Oak Hill Teens Survive Accident with Drunk Driver
0
Votes

Oak Hill Teens Survive Accident with Drunk Driver

A pair of 21-year-old Herndon residents are lucky to be alive after a drunk driver rear-ended the car that they were driving during the early morning hours of July 9, police said.

Shortly after 12:30 a.m., Wednesday morning, 48-year-old Philip Perri of Arlington, driving a 1989 BMW ran into Oakton High School graduates Zachary Stinson and Carl Pharpi while they sat stopped at a red light on Sully Road (Route 28), according to police.

Perri plowed into the 2003 Honda, driven by Pharpi, sending it 228 feet into the intersection of Sully and Waxpool roads. Perri then fled the scene of the accident heading south on Route 28, police said. Both victims were wearing their seat belts.

Moments after the accident, Loudoun County Sheriff’s Deputy Beverly Tate was on routine patrol when she noticed Perri’s BMW, with smoke coming from the hood, traveling south on Route 28 near Old Ox Road.

After stopping the vehicle, Tate realized that the vehicle was recently involved in a hit-and-run accident. The officer also determined that Perri was under the influence of alcohol.

Tate arrested the Arlington resident and took him to the Loudoun Adult Detention Center where he was released on $10,000 bond later that same day. On July 10, Perri was arraigned on charges of driving under the influence and felony hit and run.

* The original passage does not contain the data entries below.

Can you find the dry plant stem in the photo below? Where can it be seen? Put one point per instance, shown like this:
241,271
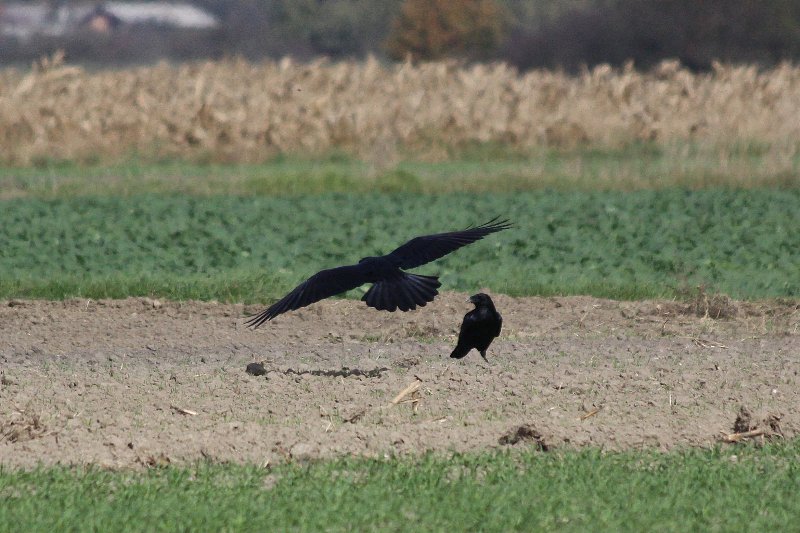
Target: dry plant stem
413,388
736,437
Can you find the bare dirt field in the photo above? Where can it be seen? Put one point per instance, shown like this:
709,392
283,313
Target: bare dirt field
142,382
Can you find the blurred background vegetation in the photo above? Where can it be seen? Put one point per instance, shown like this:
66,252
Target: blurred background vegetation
528,34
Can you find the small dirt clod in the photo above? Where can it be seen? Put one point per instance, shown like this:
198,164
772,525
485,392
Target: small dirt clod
256,369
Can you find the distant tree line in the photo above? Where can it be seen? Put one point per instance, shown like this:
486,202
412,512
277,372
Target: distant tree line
564,34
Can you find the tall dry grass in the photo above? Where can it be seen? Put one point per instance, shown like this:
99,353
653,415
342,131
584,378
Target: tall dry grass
238,111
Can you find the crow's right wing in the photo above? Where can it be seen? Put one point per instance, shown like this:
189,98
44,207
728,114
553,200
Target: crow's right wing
321,285
427,248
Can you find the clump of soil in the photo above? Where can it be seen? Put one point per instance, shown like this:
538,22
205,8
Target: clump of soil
525,433
21,426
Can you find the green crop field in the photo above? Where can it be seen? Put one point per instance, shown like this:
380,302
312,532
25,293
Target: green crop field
746,489
632,245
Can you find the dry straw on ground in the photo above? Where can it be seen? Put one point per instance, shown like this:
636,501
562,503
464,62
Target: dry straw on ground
238,111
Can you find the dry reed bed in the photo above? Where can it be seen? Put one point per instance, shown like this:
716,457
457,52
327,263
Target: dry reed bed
238,111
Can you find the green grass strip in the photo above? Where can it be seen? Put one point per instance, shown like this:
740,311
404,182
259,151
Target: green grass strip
731,489
232,248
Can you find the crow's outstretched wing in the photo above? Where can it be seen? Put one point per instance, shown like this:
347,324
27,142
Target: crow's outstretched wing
421,250
321,285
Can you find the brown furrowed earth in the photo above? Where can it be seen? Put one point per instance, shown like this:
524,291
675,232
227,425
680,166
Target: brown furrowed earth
141,382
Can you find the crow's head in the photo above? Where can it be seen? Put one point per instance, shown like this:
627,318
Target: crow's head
480,299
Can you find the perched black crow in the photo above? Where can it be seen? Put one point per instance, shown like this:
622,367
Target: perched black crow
479,328
392,288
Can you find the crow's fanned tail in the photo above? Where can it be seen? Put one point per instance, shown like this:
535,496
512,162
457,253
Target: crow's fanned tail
406,292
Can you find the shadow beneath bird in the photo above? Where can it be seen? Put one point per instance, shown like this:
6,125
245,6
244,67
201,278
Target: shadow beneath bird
343,372
479,328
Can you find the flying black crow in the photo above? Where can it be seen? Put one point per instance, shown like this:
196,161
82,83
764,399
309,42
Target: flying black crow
479,328
392,288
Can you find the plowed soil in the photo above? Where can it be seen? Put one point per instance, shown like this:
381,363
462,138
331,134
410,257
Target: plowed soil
140,382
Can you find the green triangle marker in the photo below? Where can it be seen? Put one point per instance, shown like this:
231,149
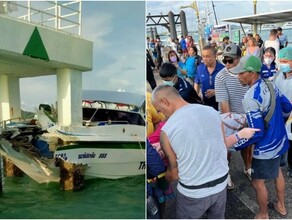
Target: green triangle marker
35,47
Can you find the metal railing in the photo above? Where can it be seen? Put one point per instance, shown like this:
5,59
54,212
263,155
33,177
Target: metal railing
59,15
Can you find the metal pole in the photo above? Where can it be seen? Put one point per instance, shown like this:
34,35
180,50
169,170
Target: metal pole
1,174
255,11
214,13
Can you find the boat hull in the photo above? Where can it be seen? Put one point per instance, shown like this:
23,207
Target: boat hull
106,159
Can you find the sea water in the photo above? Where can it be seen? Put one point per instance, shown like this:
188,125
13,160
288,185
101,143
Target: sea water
24,198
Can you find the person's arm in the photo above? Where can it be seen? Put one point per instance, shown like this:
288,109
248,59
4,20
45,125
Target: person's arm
243,134
255,120
182,68
172,170
225,107
221,94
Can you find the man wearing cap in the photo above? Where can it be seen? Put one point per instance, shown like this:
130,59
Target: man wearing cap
229,94
264,106
206,73
283,81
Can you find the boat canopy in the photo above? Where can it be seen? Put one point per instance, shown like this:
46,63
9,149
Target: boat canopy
127,98
264,18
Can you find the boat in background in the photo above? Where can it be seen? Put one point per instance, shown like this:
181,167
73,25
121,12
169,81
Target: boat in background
287,25
268,27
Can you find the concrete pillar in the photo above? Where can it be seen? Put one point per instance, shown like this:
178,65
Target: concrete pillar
184,29
155,31
71,175
9,97
12,170
69,86
172,25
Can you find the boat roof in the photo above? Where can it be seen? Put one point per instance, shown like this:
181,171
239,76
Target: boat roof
127,98
264,18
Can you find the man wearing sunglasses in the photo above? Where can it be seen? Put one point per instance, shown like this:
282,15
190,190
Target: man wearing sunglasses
229,94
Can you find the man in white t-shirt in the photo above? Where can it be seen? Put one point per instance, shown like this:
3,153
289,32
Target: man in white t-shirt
196,153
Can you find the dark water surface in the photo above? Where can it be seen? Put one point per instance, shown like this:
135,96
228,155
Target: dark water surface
22,197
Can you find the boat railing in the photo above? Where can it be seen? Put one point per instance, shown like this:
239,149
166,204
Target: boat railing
4,123
102,123
60,15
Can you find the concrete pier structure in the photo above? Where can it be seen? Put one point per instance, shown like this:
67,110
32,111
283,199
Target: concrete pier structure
29,50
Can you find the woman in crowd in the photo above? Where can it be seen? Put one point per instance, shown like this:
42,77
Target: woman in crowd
180,66
252,48
269,66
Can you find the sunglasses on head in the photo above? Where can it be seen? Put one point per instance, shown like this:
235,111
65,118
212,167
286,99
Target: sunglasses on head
228,60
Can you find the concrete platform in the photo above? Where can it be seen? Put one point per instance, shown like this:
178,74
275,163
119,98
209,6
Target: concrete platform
241,201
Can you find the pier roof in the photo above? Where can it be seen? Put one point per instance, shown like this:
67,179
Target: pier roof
264,18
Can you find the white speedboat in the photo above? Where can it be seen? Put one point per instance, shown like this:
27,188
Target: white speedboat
111,141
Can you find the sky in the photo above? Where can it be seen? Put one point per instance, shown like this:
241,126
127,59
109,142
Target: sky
117,29
223,9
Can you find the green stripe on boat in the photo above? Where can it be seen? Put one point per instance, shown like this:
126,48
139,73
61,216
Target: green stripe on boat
106,145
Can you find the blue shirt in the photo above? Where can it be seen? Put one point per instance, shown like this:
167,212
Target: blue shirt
266,72
191,67
271,141
182,66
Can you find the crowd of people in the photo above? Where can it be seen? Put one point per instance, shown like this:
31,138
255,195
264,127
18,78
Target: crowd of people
246,92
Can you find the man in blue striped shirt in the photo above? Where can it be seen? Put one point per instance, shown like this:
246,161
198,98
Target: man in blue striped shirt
271,142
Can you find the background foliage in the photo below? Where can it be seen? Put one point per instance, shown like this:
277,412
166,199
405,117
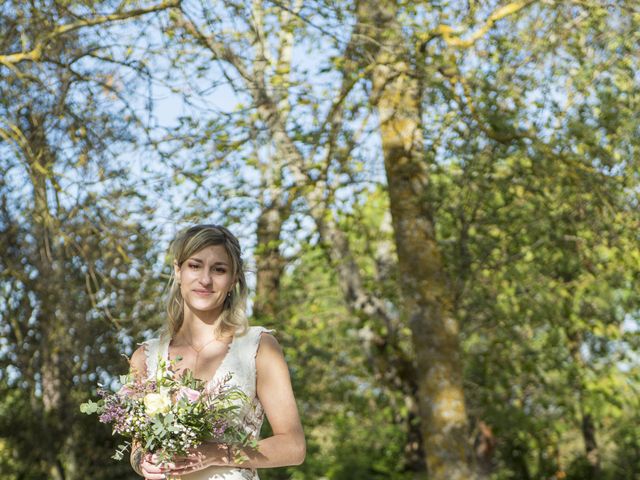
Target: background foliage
122,121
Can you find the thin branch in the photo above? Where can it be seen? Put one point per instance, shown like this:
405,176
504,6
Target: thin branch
452,36
36,53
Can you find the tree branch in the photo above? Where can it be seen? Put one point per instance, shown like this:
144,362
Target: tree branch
452,36
35,54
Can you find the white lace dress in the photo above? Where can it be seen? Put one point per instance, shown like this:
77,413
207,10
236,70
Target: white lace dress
240,361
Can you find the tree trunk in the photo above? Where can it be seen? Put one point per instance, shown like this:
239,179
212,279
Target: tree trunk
427,299
269,264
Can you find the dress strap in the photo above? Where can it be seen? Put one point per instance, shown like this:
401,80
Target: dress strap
154,349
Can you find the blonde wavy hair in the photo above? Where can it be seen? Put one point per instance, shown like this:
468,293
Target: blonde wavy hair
190,241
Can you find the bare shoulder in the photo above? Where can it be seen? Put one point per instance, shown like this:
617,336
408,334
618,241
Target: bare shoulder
269,356
268,345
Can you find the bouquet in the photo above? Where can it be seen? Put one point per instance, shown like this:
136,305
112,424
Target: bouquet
170,415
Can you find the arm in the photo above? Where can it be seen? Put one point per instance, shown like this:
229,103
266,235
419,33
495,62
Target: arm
287,445
273,388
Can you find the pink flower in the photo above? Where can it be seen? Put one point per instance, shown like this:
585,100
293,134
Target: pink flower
126,391
188,393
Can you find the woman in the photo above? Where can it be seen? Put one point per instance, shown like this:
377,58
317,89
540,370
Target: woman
208,328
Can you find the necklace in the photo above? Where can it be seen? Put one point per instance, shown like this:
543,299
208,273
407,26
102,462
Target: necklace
198,350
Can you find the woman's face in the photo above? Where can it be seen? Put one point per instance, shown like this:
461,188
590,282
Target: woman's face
205,279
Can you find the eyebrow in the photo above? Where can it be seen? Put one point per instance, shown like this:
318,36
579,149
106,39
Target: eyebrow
196,259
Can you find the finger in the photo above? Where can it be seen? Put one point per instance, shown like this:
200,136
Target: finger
151,468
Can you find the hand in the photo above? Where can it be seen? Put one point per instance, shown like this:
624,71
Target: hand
205,455
152,469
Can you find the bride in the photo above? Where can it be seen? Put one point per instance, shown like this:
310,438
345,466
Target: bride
207,327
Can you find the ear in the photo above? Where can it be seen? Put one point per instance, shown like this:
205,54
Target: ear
176,270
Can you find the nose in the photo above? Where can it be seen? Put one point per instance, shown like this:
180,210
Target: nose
205,278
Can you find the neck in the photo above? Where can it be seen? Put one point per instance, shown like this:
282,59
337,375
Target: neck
200,327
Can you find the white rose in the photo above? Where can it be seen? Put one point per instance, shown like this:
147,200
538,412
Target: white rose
155,403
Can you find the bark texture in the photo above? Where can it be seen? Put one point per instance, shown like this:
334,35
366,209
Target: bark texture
425,288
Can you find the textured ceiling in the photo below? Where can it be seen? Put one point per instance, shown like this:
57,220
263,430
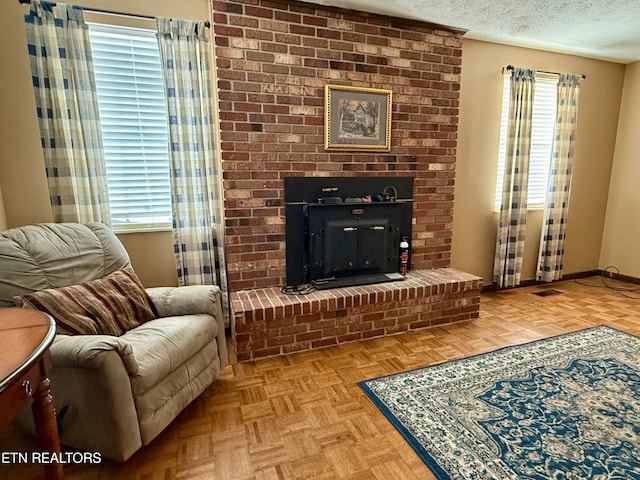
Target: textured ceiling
603,29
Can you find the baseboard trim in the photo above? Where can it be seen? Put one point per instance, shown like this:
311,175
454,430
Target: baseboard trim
570,276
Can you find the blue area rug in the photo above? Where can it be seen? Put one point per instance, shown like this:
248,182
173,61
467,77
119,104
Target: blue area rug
566,407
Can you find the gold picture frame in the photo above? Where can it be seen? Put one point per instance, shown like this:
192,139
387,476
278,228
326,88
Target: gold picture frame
357,118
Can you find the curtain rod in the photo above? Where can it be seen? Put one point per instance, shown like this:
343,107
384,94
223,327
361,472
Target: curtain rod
511,67
111,12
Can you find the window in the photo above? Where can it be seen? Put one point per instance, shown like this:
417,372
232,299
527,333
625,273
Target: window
542,129
134,125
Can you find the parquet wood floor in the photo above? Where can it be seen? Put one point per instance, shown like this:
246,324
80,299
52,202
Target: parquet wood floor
302,416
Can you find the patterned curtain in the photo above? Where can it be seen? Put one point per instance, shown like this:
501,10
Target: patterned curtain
513,208
195,176
67,109
557,201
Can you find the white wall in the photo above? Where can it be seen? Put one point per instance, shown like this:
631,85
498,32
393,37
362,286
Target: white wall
621,243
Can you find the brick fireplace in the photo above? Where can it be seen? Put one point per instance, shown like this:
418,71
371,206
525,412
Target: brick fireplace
273,59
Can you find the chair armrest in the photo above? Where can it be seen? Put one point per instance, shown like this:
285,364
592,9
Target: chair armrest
87,351
187,300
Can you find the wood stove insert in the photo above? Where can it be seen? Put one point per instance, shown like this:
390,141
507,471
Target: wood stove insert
345,231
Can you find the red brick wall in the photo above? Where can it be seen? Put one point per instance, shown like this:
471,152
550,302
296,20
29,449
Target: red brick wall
273,60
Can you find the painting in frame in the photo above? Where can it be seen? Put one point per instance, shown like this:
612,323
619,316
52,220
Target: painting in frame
357,118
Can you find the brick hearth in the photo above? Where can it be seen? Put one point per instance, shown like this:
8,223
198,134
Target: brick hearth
273,59
267,322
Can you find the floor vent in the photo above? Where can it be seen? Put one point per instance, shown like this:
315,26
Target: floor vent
548,292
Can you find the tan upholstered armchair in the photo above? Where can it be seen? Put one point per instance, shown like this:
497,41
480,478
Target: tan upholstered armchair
113,392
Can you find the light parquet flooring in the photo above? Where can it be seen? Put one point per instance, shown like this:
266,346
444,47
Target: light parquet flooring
302,416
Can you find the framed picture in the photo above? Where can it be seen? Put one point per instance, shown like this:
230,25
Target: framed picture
357,118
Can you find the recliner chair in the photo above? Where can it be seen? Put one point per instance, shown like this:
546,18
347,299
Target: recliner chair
115,393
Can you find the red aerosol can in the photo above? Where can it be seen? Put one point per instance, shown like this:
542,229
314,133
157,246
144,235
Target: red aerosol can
404,256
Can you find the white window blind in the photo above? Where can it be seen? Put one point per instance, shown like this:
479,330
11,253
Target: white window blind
542,130
134,126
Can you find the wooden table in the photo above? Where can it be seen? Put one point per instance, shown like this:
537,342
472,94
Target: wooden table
25,337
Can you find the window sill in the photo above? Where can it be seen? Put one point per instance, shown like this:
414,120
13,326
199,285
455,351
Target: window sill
120,230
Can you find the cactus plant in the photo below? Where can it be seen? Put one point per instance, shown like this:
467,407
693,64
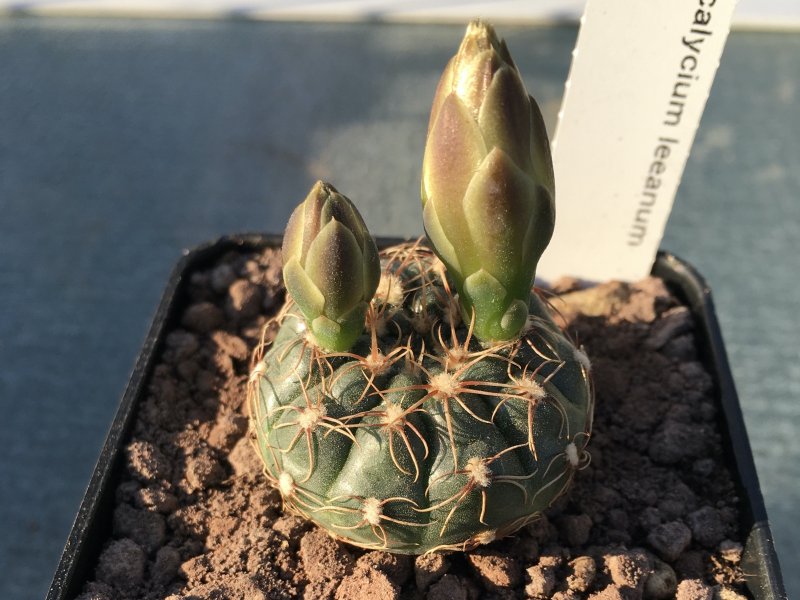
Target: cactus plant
429,402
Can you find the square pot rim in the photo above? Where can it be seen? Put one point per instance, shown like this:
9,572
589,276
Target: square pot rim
759,561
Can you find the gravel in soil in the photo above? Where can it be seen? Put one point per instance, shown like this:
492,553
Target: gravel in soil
653,516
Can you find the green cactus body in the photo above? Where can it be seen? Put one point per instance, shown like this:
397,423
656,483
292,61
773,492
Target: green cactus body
420,438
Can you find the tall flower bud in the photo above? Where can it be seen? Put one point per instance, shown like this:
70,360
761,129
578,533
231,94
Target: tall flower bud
487,183
330,266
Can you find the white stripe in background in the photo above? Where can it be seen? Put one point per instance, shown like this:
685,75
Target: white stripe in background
640,77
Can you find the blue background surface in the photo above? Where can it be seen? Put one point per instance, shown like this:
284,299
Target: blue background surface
122,142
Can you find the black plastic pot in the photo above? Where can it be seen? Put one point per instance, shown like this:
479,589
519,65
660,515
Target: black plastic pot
93,523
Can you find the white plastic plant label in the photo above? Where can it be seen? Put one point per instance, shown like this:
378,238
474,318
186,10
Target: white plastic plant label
640,77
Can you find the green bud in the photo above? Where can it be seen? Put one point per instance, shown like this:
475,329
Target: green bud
330,266
487,183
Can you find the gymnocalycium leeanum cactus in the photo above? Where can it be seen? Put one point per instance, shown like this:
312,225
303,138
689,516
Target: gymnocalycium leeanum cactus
423,400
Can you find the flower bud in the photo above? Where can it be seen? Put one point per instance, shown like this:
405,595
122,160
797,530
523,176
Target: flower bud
330,266
487,183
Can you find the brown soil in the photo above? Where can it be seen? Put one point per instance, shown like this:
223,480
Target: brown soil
653,516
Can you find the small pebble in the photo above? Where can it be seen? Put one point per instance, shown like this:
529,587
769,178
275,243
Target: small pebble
122,564
707,526
541,581
202,317
203,471
583,573
694,589
670,540
429,568
662,582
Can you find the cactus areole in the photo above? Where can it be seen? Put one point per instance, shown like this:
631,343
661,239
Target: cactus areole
423,400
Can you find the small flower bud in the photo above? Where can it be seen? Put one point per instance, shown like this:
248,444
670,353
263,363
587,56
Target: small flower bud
330,266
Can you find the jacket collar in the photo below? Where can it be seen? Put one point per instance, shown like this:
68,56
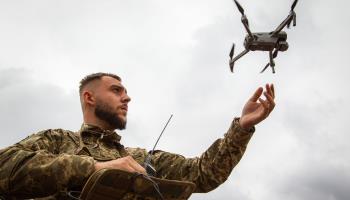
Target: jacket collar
89,130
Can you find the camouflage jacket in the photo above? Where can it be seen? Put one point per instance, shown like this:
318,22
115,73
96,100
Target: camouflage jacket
48,163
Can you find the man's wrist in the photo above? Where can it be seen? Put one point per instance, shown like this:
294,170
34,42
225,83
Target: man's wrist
243,127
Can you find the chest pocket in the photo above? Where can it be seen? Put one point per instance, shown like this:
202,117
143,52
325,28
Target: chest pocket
98,152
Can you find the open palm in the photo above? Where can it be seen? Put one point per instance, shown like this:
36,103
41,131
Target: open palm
257,109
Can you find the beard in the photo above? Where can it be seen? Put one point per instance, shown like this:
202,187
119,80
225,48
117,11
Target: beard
103,112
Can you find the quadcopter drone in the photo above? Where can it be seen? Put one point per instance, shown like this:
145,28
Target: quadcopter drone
264,41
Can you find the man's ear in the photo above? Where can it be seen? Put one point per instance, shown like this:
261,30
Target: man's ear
89,98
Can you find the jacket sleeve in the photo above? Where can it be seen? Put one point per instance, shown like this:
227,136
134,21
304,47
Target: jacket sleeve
210,169
34,167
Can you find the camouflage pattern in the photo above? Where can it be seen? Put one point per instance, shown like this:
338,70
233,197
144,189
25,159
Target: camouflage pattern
47,164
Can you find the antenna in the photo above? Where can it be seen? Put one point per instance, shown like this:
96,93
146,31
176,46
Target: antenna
149,168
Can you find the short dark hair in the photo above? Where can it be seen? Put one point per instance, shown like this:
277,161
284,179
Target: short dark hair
95,76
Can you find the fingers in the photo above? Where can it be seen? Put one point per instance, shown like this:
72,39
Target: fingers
256,94
269,103
133,166
270,90
126,163
266,107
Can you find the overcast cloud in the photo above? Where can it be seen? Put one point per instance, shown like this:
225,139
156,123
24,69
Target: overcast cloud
173,58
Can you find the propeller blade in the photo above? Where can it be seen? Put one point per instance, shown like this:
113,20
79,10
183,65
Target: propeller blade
266,66
294,4
240,8
275,54
295,19
232,52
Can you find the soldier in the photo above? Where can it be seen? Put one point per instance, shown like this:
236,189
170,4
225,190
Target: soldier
47,164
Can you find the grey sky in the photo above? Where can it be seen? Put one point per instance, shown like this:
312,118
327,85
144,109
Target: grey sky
173,58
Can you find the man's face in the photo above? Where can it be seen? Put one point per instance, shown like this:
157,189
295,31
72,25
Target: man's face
112,102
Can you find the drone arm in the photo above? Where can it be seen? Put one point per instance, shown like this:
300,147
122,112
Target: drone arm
232,61
272,55
291,17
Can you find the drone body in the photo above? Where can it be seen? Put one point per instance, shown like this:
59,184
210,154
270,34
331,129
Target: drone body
273,42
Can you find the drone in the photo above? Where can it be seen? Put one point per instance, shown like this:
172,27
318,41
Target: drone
273,42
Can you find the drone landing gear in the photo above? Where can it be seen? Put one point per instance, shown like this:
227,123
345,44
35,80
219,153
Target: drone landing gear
233,60
272,62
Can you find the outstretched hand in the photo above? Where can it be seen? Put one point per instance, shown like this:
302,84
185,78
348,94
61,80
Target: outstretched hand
254,111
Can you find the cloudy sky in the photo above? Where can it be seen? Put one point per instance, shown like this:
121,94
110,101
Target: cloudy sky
173,58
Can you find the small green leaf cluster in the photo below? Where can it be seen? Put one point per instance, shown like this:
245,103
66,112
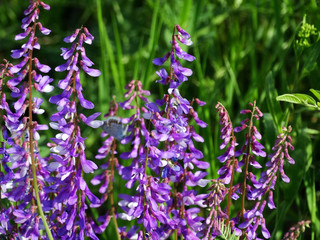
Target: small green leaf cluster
305,34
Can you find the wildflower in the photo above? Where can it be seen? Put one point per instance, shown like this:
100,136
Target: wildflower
26,175
69,162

"I hope that the driver doesn’t get to do it to anyone else," said Christine Stinson, Zachary’s mother.

STINSON WAS AIRLIFTED to Inova Fairfax Hospital and placed in intensive care where he was listed in critical condition. Pharpi was transported from the scene to Loudoun Hospital where he was treated and released, authorities said.

Stinson, who will be a senior at the University of Kansas in the fall, is recovering from a skull fracture and a concussion at his Oak Hill home. Doctors say Stinson, an avid snow boarder, has six-months of recovery ahead of him.

"Zach is doing very, very well considering he was choppered into the Fairfax County Trauma Unit where they had him listed as critical," his father, Jeffrey Stinson, said, shortly after Zachary was released.

"We are just so thankful to everyone," Christine Stinson said. "Given the severity of the accident, I continue to marvel at [the outcome]. After the accident, everything that could go right for Zach, did go right, from the Sterling emergency rescue squad to the police that stopped the car that hit them to the care he got at Fairfax."